The film’s structure collapses because Sissako does not trust simplicity to stand up on its own. He applies needless pointing to the brickwork, distracting the viewer’s mind and eye and messing up what could have been, and should have been, a clean-lined cogency.

Elsewhere this week, you can start running now to get a head start. Any direction will do that takes you away from a cinema showing The Number 23 (Joel Schumacher) or School for Scoundrels (Todd Phillips). The first is a dunderhead thriller about numbers magic starring Jim Carrey in non-funny mode. The second is a Billy Bob Thornton comedy, jokelessly spawned from the old Terry-Thomas Britcom, which in turn bastardised the beloved writings of Stephen Potter.

No, you are best off with France’s Orchestra Seats. Henry James, you recall, said that the Prince liked his London when it came to him (The Golden Bowl: I, i, 1.) I seldom like my Paris that way, when it bounds up, tail wagging and all oo-la-la. But filmmaker Daniele Thompson, who wrote Cousin Cousine, refuses to stint the charm, so we give in.
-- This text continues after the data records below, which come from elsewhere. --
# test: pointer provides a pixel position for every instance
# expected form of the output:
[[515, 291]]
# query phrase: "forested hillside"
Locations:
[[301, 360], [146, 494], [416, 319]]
A gamine heroine with a Seberg haircut (Cécile de France); a concert pianist who takes his clothes off (Albert Dupontel); an art-collecting ex-cabby played by the great Claude Brasseur, eerily resembling the great Charles Aznavour. All human life is – well, let us be honest – nowhere to be seen. But fluff and effervescence are sometimes enough, when done by the on-form French.